This article explores the role of database activity monitoring in an overall compliance solution.
Database Activity Monitoring and Compliance
Organisations deploy DAM solutions for a number of reasons, ranging from compliance through to beefing up their overall security posture.
Increasingly, compliance laws, rules and regulations are forcing organisations to have tighter control over their data and, more importantly, have a provable audit trail that can be signed off, if necessary, by appropriate organisational officers or executives.
Sarbanes-Oxley, which has implications for organisations based in the United States or with a trading presence there, has a requirement that financial information is accurate, and a company executive will be expected to sign a statement to that effect. Although not specifically mandated, it makes sense to record database activity, especially if that data relates to financial information. Database activity monitoring will often be a useful addition to any compliance suite as it can provide a level of assurance that data usage is being monitored. For example, it could help enforce a separation of duties, preventing a DBA from viewing data they should not have access to during a database backup.

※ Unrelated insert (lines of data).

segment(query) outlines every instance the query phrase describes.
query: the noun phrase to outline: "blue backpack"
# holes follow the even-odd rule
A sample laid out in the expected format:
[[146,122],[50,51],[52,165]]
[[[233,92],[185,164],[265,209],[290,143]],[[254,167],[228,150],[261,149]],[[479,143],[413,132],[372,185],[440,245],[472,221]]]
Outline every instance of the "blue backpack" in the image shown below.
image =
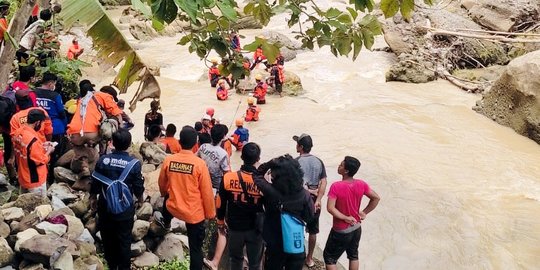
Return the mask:
[[281,236],[283,238],[283,251],[287,254],[304,253],[304,227],[305,223],[281,210]]
[[236,130],[239,135],[239,141],[248,142],[249,141],[249,131],[246,128],[239,128]]
[[94,171],[92,177],[107,186],[103,191],[103,196],[107,200],[107,210],[111,214],[121,214],[133,206],[133,195],[128,185],[124,183],[133,166],[138,162],[137,159],[131,160],[122,171],[118,180],[111,180],[103,174]]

PCI-DSS, the payment card industry standards for data security, place a set of requirements on credit card merchants to protect customer credit card details. PCI-DSS is reasonably proscriptive in its requirements, and merchants that fail to comply with the regulations face fines and possible exclusion from credit card networks. Database activity monitoring would be a useful adjunct to a merchant's information security setup, as out of course access to credit card data can be detected and prevented. For example, if a user normally accesses 10 credit card numbers at a time then the database activity monitoring system could raise an alert if they should access more than this number of card details in a database query.